Symbols and page numbers, like the index, add organization to your journal. Signifiers allow you to quickly glance at any page of your bullet journal and find precisely what you're looking for. Since you'll get in the habit of journaling a stream of consciousness onto the page, giving your entries a visual categorization is super helpful.
Symbols will allow you to categorize things you need to do, priorities, events, and so forth. My suggestion would be to keep your signifiers simple. Easily recognizable symbols such as a star or "*" to signify items of priority. A square or box used for to-do items which can check off after completing.
If you have done a Google search for "bullet journal symbols" I'm sure you have been overwhelmed by the creative shapes and artwork that people have created. Here's the problem, that can be incredibly distracting and can hinder organization rather than aid it. It would be best if you didn't have to reference a key at the back of your journal to figure out what symbol you used.
Keep your symbols simple and limit your signifiers to as few as possible.
Logs aid in tracking more immediate daily and monthly tasks, to-do list, and checklist. While also helping you organize longer-term goals, milestones, ideas, and thoughts. Logs are staples of the bullet journal system that you can categorize into three different areas.
Daily logs, which includes reminders, emails, meetings, and that day's task.
Monthly logs include things like calendars, content planning for social media marketing, leads to follow up on, and categorized goal lists for the next 30 days.
A future log helps you keep track of less tangible thoughts, ideas, milestones, and items that aren't yet on your immediate radar.
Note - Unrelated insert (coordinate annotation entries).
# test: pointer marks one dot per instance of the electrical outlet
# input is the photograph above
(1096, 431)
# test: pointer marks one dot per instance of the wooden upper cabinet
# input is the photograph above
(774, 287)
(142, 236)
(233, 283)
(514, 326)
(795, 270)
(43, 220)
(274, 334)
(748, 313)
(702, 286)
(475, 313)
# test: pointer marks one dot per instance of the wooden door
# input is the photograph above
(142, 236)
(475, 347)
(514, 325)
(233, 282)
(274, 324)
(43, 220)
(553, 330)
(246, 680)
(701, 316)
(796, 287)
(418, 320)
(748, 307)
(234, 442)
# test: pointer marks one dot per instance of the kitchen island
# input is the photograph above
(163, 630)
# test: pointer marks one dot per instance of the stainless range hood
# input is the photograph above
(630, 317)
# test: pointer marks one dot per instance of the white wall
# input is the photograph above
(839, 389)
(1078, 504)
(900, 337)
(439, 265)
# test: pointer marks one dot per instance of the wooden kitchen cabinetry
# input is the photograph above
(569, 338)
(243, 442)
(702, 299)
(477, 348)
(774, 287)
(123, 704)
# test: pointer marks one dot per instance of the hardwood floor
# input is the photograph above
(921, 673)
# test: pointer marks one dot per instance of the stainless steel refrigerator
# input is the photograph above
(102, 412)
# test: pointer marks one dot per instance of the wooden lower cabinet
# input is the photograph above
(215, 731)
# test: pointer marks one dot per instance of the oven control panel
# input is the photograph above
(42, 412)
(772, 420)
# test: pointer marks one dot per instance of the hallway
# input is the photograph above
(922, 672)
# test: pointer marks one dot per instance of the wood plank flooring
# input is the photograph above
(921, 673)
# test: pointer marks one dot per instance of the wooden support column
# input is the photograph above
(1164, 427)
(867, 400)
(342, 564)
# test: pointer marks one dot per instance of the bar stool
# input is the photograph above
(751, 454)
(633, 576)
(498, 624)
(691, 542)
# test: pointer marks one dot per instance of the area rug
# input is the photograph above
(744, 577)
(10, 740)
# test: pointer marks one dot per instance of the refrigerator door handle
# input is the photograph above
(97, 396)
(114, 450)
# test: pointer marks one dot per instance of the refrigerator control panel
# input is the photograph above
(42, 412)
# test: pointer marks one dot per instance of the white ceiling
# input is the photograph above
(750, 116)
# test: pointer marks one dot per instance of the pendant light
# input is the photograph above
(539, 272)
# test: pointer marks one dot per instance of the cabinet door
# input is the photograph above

The ability to express much in as few words as possible is a real skill, especially when taking notes. When you are bullet journaling, you will need to be able to tap into this skill. As an entrepreneur, you do not have the time to write down full sentences or transcribe someone word for word.
Keep entries brief. Don't write to fill pages. The beauty of keeping a bullet journal is that you can freely jot down your thoughts and ideas as they come to you while keeping them organized and accessible for future use. Writing down full-length sentences and paragraphs at a time is not the best way to do this, nor is it time-efficient.
This skill used, along with symbols and categorizing, will allow you to efficiently track every part of your business in an organized and concise way.
As mentioned before, there are hundreds of different ways to bullet journal, and some of them look like Martha Stewart herself made it. I, on the other hand, am no Martha Stewart, as fun as that sounds, and like most entrepreneurs, I don't have that kind of time.
Time is money, and a sound organizational system is invaluable. If kept simple bullet journalling, by design, helps you prioritize and decide what matters and what doesn't.
Though you can embellish your bullet journal as much as you want and go as crafty as you would like, there are endless ways to bullet journal, and quite frankly it can be both overwhelming and crippling. However, as an entrepreneur that is short on time, I have found that just a simple black pen and an organizational system does the trick.